Montada na Praça Nossa Senhora da Guia, no sábado, 22 de agosto, a feira reuniu variedades de sementes e mudas trazidas pelas comunidades quilombolas da região. Por ela passaram mais de 200 visitantes. O grande destaque este ano ficou por conta do lançamento do Paiol de Sementes, que marcou o início do banco de sementes dos quilombos do Vale do Ribeira. O Paiol reúne etnovariedades de arroz, milho, feijão e mandioca, resultado de um levantamento junto a 13 quilombos que totalizaram mais de 50 espécies diferentes. Entretanto, durante a feira, novas variedades apareceram elevando o número para 81. As variedades de mandioca, mais de 20, que estão nessa conta, vão aguardar para serem plantadas em uma roça específica para sua manutenção, já que não podem ser armazenadas no Paiol. À medida em que forem realizados plantios em conjunto destas sementes é que se poderá saber com certeza quantas são as etnovariedades já que a mesma etnovariedade pode receber nomes diferentes dependendo da comunidade.
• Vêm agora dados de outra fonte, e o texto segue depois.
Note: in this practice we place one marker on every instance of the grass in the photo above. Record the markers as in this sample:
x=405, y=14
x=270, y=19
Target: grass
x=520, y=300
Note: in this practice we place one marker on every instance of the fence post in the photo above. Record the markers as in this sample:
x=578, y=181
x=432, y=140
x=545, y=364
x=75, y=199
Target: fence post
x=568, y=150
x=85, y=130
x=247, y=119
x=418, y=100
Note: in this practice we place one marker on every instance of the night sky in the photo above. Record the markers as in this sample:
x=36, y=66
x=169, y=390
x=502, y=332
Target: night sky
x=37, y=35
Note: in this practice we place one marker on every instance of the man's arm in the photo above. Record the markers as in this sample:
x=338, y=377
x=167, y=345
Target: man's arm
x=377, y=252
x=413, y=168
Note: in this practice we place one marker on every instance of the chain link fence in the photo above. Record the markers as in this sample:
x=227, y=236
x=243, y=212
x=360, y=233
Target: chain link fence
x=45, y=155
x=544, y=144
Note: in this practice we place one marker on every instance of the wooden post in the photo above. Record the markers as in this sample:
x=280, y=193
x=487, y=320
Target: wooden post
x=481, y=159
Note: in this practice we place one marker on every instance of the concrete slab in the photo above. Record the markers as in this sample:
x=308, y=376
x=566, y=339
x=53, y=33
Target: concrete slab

Apresentações culturais também animaram os visitantes como a dos jovens capoeiristas da Associação Desportiva Cultural de Capoeira (Adecc), comandados pelo professor Leleco, capoeiristas do grupo Bernardo Furquim, do Quilombo São Pedro, cantores quilombolas do grupo Raízes de Ivaporunduva e danças tradicionais como o fandango, apresentado pelo grupo de Morro Seco e a Nhá Maruca, dançada pelo grupo de Sapatu. Um almoço comunitário, no salão paroquial da igreja Nossa Senhora da Guia, encerrou o evento.

A feira é sempre precedida por um seminário, que este ano teve como tema Territórios quilombolas e o desafio para a manutenção da agrobiodiversidade, dividido em dois subtemas: o papel dos territórios quilombolas e a agrobiodiversidade e assistência técnica e extensão rural. Durante a abertura, conduzida pela coordenadora do Programa Vale do Ribeira do ISA, Raquel Pasinato, os cerca de 200 participantes - entre representantes das comunidades quilombolas com as quais o ISA trabalha no Vale do Ribeira, pesquisadores e convidados -foram saudados pelo prefeito de Eldorado, Eduardo Fouquet, e pela quilombola Vanessa de França, do quilombo São Pedro, representando o GT da Roça, que organiza a feira.


O papel dos territórios quilombolas e a agrobiodiversidade

Na primeira mesa, que tratou do papel dos territórios quilombolas na manutenção da agrobiodiversidade, a agrônoma Kátia Pacheco, gestora da Área de Proteção (APA) dos Quilombos do Médio Ribeira e do Parque Caverna do Diabo, que fica no Mosaico Jacupiranga, falou sobre a interação entre a agrobiodiversidade e a segurança alimentar. Ela lembrou que o direito à alimentação está assegurado pela Constituição brasileira e que são os agricultores familiares, as comunidades tradicionais que garantem a diversidade da produção. “A diferença entre os quilombolas e outros agricultores está na relação com a terra. Os quilombolas se sentem parte do território”, avalia.

Kátia Pacheco falou sobre os programas de governo para a agricultura familiar, como o PAA (Programa de Aquisição de Alimentos), por exemplo, e sobre a cooperativa dos quilombolas da região, destacando que são fundamentais para a manutenção da agrobiodiversidade e da segurança alimentar. A agrônoma alertou ainda para o importante papel que a sociedade desempenha, reivindicando e fazendo com que o Estado se mexa. “Vocês são os promotores de políticas públicas nessa região”, ressaltou.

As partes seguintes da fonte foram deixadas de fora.